Dann strich sie sich durch ihren praktischen Kurzhaarschnitt und seufzte nochmal. „Er arbeitet daran, dass er keine schädliche Wirkung mehr hat, Gretchen."

„Ich weiß." Unfähig, dem stechendem Blick ihrer Mutter weiterhin standzuhalten, lenkte sie ihre Augen wieder aus dem Fenster. Sie sah es doch: Seine Haut war von den vielen Stunden mit Flo im Freien sonnengeküsst, seine Augen hatten ihr Strahlen. Fast wie früher.

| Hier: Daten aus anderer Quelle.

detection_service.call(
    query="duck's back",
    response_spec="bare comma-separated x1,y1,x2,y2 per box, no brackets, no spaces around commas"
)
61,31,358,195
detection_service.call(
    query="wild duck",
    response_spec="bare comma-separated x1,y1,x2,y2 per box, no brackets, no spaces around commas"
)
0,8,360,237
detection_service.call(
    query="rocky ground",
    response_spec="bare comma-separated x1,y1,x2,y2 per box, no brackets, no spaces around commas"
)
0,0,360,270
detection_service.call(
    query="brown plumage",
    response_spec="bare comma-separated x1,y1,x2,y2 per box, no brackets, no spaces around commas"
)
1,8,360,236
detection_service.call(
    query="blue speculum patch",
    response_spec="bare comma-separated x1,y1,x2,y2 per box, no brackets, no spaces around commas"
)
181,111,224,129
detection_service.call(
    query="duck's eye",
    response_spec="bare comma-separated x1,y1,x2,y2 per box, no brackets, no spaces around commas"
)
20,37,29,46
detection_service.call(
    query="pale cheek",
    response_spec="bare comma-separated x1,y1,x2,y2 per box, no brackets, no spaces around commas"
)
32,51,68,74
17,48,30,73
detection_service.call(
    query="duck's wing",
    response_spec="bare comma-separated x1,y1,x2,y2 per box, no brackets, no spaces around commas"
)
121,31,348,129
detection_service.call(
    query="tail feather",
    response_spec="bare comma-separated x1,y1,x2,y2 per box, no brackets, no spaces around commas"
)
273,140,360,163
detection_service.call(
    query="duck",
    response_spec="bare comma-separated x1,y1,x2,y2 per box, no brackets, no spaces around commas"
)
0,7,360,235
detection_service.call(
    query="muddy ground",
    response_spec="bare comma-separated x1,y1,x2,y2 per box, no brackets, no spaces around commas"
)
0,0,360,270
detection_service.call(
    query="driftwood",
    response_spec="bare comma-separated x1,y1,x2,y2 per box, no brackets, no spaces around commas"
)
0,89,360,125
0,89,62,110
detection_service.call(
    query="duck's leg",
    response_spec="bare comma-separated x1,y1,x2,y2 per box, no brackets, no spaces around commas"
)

„Dann solltest du ihm zeigen, dass es dir auffällt, Gretel." Jetzt huschte ihr Blick doch wieder zu ihrer Mutter, die gedankenverloren weiter aus dem Fenster sah. „Aber es ist nicht meine Sache, das zu entscheiden. Er hat dich verletzt und dein Vertrauen hat verständlicherweise darunter gelitten. Trotzdem finde ich, dass er jeden Tag beweist, wie wichtig ihr ihm seid. Denk darüber nach, ok?"

Sie konnte nur nicken, während sie spürte, dass sich wieder einmal die ungeweinten Tränen in ihren Augen auftürmten. Mühsam hielt sie diese zurück, als ihre Mutter ihr nochmal über die Schulter strich und mit der Aussage, sie würde jetzt weiterkochen, den Raum verließ. Hatte ihre Mutter recht? War sie zu reserviert?

Das leise Hallen eines Lachens drang zu ihr und riss sie aus den Gedanken. Mit weitaufgerissenen Augen beobachtete sie, wie Hendrik allmählich die Hände vom Fahrrad nahm und Flo einfach weiterfuhr. Währenddessen reckte sich ihr Mann und es schien, als wüsste er, dass sie neben dem Fenster Position bezogen hatte. Denn seine Augen waren fest darauf gerichtet. Ihr Herz klopfte ihr bis in den Hals, als sie dachte, sie würde in diesem Blick versinken.

Mühsam riss sie sich davon los, als gedämpfter Jubel zu ihr drang und sich Hendrik daraufhin abwandte. Sie beobachtete, wie sich ein Lächeln auf seine Züge fräste und er Flo anfeuerte, der ihn – wacklig, aber offenbar sicher genug – mit seinem Fahrrad umkreiste. Sie wollte ihn so sehr. Als Mann. Partner. Vertrauten. Doch wieder wallte die Erinnerung an das missratene Weihnachtsfest auf, an dem er schon vor der Kindermesse angetrunken gewesen war. Bei der Bescherung hatte er dann nur noch mühsam seine Augen offenhalten können.